Ameli is a variant of Amelie, from Germanic roots meaning work, industriousness, or striving.
Ameli is a streamlined, Continental spelling of Amelia — or more precisely, a close cousin of the French Amélie — both of which descend from the Old Germanic Amalia, rooted in the element amal, associated with vigor, work, and the Amal dynasty that produced the Ostrogothic kings of late antiquity. The name carried aristocratic weight through medieval Europe: several German queens bore Amalia variants, and the House of Hanover enshrined it in British royal history through Princess Amelia (1783–1810), beloved youngest daughter of King George III.

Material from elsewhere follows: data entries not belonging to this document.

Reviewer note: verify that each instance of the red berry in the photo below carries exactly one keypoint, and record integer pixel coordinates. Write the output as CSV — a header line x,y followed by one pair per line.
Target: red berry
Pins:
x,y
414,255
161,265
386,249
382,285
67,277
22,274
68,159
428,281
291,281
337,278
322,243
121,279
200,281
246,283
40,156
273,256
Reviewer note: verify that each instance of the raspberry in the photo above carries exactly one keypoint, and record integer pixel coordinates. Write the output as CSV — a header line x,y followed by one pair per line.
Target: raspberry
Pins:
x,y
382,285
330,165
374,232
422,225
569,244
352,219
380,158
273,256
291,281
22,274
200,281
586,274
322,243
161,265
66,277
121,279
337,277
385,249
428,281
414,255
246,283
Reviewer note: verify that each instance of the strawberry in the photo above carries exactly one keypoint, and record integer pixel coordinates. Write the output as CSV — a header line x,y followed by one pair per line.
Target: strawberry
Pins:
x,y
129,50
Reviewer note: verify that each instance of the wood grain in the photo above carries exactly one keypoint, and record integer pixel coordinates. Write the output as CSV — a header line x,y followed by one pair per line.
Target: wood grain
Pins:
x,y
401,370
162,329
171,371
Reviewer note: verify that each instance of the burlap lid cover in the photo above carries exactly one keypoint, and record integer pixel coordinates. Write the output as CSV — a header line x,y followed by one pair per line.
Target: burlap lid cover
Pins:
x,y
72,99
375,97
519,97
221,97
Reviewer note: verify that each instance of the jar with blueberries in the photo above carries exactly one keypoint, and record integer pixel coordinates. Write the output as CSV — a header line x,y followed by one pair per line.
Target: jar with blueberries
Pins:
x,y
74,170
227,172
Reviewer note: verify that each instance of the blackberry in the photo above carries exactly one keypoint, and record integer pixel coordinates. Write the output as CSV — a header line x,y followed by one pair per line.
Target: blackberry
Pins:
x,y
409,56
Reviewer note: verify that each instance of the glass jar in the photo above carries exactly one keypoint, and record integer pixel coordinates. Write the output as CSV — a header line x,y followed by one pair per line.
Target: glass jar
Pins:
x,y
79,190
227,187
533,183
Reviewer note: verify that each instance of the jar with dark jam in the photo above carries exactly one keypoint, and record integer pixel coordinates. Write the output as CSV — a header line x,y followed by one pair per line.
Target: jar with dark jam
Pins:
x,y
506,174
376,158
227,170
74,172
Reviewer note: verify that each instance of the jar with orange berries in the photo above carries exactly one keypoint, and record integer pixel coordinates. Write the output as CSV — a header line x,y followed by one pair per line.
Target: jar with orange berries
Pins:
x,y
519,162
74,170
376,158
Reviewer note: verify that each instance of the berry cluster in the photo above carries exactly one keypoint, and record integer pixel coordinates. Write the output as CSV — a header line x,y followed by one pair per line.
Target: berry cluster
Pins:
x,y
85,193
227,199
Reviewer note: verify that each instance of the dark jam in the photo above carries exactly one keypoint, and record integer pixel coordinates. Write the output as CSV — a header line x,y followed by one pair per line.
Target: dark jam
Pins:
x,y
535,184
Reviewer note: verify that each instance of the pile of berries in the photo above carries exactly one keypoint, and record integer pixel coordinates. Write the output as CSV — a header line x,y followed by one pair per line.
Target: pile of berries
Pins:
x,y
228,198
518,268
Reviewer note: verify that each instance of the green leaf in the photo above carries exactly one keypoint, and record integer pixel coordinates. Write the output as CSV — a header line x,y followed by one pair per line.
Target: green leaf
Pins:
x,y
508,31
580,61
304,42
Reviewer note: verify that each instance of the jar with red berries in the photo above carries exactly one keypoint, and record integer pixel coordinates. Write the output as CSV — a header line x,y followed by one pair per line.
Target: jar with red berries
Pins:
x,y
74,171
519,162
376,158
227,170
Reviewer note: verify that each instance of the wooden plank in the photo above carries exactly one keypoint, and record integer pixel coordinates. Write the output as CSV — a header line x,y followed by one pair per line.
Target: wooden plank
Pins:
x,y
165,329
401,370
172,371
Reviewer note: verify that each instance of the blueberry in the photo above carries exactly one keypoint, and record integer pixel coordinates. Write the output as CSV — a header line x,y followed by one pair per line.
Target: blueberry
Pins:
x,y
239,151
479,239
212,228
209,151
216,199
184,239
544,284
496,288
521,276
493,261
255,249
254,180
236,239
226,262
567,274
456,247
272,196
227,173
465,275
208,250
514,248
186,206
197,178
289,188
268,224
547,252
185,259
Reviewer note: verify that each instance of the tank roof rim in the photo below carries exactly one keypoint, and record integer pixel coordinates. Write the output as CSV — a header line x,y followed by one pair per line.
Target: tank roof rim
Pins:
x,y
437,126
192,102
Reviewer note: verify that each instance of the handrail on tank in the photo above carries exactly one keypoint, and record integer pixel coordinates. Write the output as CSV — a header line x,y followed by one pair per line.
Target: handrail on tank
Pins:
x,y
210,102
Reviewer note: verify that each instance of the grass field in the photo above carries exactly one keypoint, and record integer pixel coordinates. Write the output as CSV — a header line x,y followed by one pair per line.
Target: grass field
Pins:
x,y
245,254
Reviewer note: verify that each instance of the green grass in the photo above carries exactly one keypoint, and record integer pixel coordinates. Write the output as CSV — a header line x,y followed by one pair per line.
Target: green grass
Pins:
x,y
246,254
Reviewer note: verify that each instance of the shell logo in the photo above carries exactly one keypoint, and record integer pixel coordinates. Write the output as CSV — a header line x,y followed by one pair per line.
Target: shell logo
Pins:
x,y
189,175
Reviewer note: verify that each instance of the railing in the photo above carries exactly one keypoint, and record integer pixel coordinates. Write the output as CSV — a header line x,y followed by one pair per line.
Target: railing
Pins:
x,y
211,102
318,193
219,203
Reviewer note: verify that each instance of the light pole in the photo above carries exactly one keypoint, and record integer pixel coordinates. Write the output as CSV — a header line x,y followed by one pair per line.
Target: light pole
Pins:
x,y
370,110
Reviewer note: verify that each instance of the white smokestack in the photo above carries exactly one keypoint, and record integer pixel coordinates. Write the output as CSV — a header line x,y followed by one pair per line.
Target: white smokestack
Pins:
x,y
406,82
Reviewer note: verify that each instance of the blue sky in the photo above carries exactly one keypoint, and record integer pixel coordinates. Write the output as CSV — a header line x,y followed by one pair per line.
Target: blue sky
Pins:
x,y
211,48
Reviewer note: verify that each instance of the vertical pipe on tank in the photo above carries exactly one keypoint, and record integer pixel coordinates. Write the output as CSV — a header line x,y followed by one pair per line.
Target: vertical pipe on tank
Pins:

The French form Amélie vaulted into global pop-cultural consciousness with Jean-Pierre Jeunet's 2001 film Le Fabuleux Destin d'Amélie Poulain, starring Audrey Tautou as a whimsical Parisian waitress with a gift for quietly improving the lives of strangers. The film's worldwide success made Amélie synonymous with a certain dreamy, creative individualism, and the name climbed naming charts across Europe, the Americas, and Australia in the years that followed. Ameli — without the accent and final e — represents a further simplification that suits Scandinavian, Latinx, and multilingual households where diacritics create practical complications.
In Sweden and Germany it appears as a natural given-name form. Its three clean syllables, soft consonants, and bright final vowel make it one of those cross-cultural names that feels at home in almost any linguistic setting, carrying Amelia's long legacy in a lighter, more modern silhouette.